How Would a European Monetary Fund Work?
Plans for the creation of a European Monetary Fund have been gaining momentum as the debt crisis in Europe continues. But how would a European IMF work?
The idea germinated at the Centre for European Policy Studies (CEPS) and Daniel Gros, a former economic advisor to Nicolas Sarkozy and current director of CEPS, is one of its creators.
"Given the intense pressure from financial markets, it is likely that in some cases a tough fiscal adjustment program might not be enough to avoid a 'sudden stop' of necessary external funding of the public sector," Gros wrote in a paper that presented the fund to European leaders for the first time a month ago.
The creation of an EMF has become the theme of a number of bilateral meetings between European Finance ministers, especially because some of them believe that calling the International Monetary fund to help Greece will only magnify the euro zone problem, giving the outside world ammunition to say the euro is out of control and not even other euro group countries can help.
Gros and his colleagues propose a security fund paid by those who don't meet the Maastricht treaty criteria.
"Countries that might in future constitute a burden on the Community should contribute to building up the resources needed for a potential support effort," he said. Especially in the euro area where problems in any country are bound to have a spillover effect for its partners.
Only countries breaching rules like the 3 percent of GDP as budget deficit every year or no more than 60 percent of GDP as sovereign debt would have to pay. And the contribution rates would be calculated on the following bases:
- 1 percent annually of the stock of "'excess debt," which is defined as the difference between the actual level of public debt and the 60 percent of GDP. Greece, for example, with a debt-to-GDP ratio of 115 percent, would have to contribute 0.55 percent of GDP.
- 1 percent of the excessive deficit, or the amount of the deficit for a given year that exceeds the Maastricht limit of 3 percent of GDP. Again, for Greece, the deficit of 13 percent of GDP would mean a contribution to the EMF equal to 0,10 percent of GDP.
In this case, the total contribution for Greece in 2009 would have been 0.65 percent of GDP.
"Countries with exceptionally strong public finances would not need to contribute because they would de facto carry the burden should a crisis materialize," Gros said in the paper.
Those thinking that taxing countries under fiscal stress would only aggravate their problems should keep in mind that most of the contributions would materialize a long time before solvency problems become acute.
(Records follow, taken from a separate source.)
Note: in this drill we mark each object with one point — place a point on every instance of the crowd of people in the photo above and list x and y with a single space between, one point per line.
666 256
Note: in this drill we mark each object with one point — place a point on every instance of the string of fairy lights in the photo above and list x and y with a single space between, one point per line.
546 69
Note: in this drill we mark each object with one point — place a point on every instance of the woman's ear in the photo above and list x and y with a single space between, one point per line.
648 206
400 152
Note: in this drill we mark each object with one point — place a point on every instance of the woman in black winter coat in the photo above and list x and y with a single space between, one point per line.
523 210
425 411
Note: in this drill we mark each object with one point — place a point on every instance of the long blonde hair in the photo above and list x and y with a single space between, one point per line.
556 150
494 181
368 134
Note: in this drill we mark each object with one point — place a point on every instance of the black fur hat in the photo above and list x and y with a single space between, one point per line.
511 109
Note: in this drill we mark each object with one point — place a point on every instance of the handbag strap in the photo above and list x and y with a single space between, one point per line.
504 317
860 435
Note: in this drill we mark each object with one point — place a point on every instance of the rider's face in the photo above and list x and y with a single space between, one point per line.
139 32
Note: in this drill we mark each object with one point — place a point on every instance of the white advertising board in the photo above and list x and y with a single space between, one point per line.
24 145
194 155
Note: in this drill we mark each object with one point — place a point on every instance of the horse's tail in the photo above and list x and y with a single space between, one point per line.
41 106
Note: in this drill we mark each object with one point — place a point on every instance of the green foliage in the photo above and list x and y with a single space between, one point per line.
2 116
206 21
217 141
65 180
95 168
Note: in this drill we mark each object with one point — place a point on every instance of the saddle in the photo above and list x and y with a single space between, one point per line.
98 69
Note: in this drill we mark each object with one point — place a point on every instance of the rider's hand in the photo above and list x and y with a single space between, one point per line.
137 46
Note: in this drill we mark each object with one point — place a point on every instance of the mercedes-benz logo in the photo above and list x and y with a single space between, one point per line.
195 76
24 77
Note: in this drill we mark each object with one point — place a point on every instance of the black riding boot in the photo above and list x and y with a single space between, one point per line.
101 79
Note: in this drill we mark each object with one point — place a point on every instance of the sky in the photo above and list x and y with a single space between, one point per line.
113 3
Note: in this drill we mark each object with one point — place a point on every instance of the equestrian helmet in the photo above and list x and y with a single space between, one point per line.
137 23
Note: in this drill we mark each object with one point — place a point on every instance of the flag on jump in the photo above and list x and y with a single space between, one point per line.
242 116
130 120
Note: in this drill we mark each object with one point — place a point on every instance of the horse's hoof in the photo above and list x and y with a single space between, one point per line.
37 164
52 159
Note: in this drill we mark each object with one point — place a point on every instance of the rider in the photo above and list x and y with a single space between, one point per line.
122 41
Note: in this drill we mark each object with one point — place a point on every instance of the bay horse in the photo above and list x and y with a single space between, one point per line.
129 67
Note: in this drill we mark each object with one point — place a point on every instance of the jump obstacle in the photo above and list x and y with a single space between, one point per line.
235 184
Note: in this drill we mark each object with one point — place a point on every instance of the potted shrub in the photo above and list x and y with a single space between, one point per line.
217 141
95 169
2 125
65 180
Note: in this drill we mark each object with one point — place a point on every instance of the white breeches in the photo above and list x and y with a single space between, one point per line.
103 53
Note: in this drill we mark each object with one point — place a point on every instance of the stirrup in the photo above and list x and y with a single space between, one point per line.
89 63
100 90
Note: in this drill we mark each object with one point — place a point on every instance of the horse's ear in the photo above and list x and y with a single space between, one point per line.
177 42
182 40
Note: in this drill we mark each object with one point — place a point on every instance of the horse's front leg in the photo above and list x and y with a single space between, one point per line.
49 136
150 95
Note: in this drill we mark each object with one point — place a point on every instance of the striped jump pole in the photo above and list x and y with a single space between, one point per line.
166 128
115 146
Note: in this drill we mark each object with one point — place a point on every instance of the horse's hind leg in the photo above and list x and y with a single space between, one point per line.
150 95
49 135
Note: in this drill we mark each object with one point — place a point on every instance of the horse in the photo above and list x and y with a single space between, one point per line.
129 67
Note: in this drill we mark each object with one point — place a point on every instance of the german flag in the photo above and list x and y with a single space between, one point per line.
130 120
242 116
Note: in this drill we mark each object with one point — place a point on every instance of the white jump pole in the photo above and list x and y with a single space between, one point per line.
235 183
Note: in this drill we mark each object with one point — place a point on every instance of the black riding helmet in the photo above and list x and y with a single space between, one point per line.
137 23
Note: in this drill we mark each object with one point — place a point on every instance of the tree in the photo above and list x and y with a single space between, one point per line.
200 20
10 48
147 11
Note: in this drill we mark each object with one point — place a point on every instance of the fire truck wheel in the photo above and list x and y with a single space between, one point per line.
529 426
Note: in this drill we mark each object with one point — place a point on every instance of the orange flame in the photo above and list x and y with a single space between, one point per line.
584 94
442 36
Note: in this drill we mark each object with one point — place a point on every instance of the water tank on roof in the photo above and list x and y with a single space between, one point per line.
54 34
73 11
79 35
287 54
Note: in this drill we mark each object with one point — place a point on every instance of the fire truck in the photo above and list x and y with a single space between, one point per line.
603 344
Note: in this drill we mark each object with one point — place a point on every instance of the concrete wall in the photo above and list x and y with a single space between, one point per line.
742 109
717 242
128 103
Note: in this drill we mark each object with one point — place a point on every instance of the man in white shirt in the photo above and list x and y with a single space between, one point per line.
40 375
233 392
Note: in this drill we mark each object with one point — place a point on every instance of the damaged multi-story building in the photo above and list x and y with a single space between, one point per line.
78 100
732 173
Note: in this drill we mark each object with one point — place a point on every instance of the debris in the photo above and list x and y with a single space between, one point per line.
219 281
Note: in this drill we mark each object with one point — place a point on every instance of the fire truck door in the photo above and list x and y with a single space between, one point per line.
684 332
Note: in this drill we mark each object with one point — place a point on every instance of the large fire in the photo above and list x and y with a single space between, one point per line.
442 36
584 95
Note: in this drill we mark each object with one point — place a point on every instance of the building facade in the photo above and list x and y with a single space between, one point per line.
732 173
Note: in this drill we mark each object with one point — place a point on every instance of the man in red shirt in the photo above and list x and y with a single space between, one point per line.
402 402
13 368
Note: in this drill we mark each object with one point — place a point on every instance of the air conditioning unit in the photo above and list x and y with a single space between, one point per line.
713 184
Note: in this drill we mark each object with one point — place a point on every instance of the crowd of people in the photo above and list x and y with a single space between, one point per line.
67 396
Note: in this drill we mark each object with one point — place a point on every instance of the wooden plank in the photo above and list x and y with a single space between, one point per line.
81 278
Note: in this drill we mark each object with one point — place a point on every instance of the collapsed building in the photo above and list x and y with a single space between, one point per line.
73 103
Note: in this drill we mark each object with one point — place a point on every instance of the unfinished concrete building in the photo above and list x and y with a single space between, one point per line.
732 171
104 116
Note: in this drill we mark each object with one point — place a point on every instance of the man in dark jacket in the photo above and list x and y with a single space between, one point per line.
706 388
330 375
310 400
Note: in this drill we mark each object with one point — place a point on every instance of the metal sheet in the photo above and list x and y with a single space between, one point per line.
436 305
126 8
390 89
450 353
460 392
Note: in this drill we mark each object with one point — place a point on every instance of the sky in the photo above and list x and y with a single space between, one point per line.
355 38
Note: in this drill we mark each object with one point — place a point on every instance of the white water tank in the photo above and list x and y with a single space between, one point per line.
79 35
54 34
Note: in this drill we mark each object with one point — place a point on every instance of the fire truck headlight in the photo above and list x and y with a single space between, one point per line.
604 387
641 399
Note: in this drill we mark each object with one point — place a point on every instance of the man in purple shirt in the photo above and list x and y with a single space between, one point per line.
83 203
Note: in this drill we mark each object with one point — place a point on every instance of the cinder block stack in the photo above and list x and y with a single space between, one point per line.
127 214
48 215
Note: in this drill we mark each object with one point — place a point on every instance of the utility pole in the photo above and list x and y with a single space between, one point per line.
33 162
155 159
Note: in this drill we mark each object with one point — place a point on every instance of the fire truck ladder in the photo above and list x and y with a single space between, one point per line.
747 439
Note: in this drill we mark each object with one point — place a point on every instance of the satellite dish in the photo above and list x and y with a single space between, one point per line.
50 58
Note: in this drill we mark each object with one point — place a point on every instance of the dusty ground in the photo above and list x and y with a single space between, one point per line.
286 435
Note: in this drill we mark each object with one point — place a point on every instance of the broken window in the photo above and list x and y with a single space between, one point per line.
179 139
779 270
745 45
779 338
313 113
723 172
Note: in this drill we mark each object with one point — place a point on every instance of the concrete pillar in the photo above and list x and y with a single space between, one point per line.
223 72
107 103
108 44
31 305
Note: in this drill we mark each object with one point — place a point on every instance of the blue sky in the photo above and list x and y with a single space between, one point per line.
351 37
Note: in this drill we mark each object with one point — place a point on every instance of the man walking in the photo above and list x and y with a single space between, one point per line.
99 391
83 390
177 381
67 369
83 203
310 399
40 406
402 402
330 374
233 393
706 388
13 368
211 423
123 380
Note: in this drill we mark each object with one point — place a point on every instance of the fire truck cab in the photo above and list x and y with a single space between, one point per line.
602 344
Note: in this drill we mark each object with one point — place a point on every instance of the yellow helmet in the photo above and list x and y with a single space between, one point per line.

This means that Greece, and other euro-zone countries would actually have had to make contributions continuously over the last decade, well before the recent turbulences.
If that had been done, the EMF at this point would have been able to accumulate 120 billion euros in reserves since the launch of the euro: enough to rescue any small-to-medium-sized euro area member state.
The EMF doesn't offer a quick fix for Greece. But since the euro is a very young currency, these issues with Greece, Portugal, Ireland and others need to be addressed and a lesson needs to be learned, otherwise the euro could lose its strength.
"We see two key advantages of our proposal: first, the funding of the EMF should give clear incentives for countries to keep their fiscal house in order at all times. Secondly, and perhaps even more important, the EMF could provide for an orderly sovereign bankruptcy procedure that minimizes the disruption resulting from a default," Gros said.